Jacobs also witnessed the vulnerability of Indigenous people facing the legal system when she was advocating for murdered and missing Indigenous women and girls.

“Trying to work within a system that has no experience in identifying the real, on the ground, emotional, spiritual [impacts],” she said, stressing that families experience systemic issues “right from the get-go. Whether it was from policing and the fact that they [the police] were not listening to them, or the media with the fact that they were reporting stereotypes and racist responses, or not reporting at all.”

“I attended the [Robert] Pickton trial in Vancouver and that was probably the most horrific, disgusting responses to the families when they were dealing with, on a mass scale, the violence against Indigenous women,” she explained, adding the families had to go through a legal system that had “no understanding of their needs.”

Jacobs made a recommendation that the National Inquiry into Missing and Murdered Indigenous Women and Girls (MMIWG) framework should be “culturally based and culturally safe, so that when our people are going through the system there are mechanisms in place in order for our people to feel safe.”

However, she doesn’t believe that the MMIWG inquiry was culturally safe or trauma informed and noted that members of the Six Nations did not participate in the inquiry “because they didn’t feel that anything was built for them to be able to participate” in a safe way.

“There’s a purpose in being critical. The purpose in being critical is to bring attention to the issues that need to be addressed and to ensure that the safety of the survivors are a priority,” she stressed, noting that Indigenous women and girls are still murdered or go missing on a daily basis.

Corbiere asked the panel whether there was any research or innovations that are addressing the over-incarceration of Indigenous people and each mentioned at least one area in which they see progress.

Opekokew noted that the Restoule v.
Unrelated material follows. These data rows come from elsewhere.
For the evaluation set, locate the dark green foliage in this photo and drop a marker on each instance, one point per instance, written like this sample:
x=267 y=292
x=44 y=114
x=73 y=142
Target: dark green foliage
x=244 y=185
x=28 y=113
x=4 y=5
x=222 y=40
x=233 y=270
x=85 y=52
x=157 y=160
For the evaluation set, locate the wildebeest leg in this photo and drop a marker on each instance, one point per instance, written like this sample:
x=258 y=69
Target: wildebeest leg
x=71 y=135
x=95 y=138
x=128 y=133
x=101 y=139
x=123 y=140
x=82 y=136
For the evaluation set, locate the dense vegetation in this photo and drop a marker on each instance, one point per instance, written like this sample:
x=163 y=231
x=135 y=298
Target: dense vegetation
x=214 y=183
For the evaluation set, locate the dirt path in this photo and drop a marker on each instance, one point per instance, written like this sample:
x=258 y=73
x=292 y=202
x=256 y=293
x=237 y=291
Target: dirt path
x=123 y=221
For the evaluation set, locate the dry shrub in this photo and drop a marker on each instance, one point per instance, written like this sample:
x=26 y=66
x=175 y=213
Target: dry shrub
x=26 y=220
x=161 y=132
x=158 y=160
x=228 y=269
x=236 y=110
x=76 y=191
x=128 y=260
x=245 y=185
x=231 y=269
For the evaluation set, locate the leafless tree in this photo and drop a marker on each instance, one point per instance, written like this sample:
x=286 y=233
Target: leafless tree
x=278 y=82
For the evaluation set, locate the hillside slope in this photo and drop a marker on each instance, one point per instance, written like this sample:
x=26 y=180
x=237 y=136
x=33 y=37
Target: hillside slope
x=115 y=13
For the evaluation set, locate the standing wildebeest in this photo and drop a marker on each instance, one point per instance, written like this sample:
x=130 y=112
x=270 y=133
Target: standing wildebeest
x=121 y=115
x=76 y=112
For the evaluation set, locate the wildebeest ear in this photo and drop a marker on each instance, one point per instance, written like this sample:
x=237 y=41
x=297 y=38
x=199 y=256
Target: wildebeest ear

Canada (Attorney General) 2018 ONSC 7701 decision is “very important.”

“My understanding is it’s the first time that the Federal Court of Canada rules on interpretation [were used] and how to deal properly with First Nations,” she said, adding she was “so impressed” with the case and how the “judge understood Anishinaabe law” and participated in the smudging ceremony.

“We have now two Gladue courts in Ontario,” noted Justice O’Bonsawin, adding that she was sworn in on an eagle feather in Ottawa.

The judge believes being able to make an oath on an eagle feather is “very soothing for the people who appear before us and is a step in the right direction.”

She also directed attendees to read R. v. Armitage 2015 ONCJ 64, where Justice Shaun Nakatsuru compares the offender to a tree. She called the decision “poetic” and “a perfect application of Gladue principles by a judge in a matter.”

Jacobs noted that one area she sees successful change is in Indigenous legal orders being taught in law school.

“I’m now a professor of the law, being able to teach Indigenous legal orders as a mandatory course at the University of Windsor. So, all of the first years learn about Haudenosaunee law, Anishinaabe law and they’re learning Cree law from Haudenosaunee, Anishinaabe and Cree instructors. So that’s a success,” she said.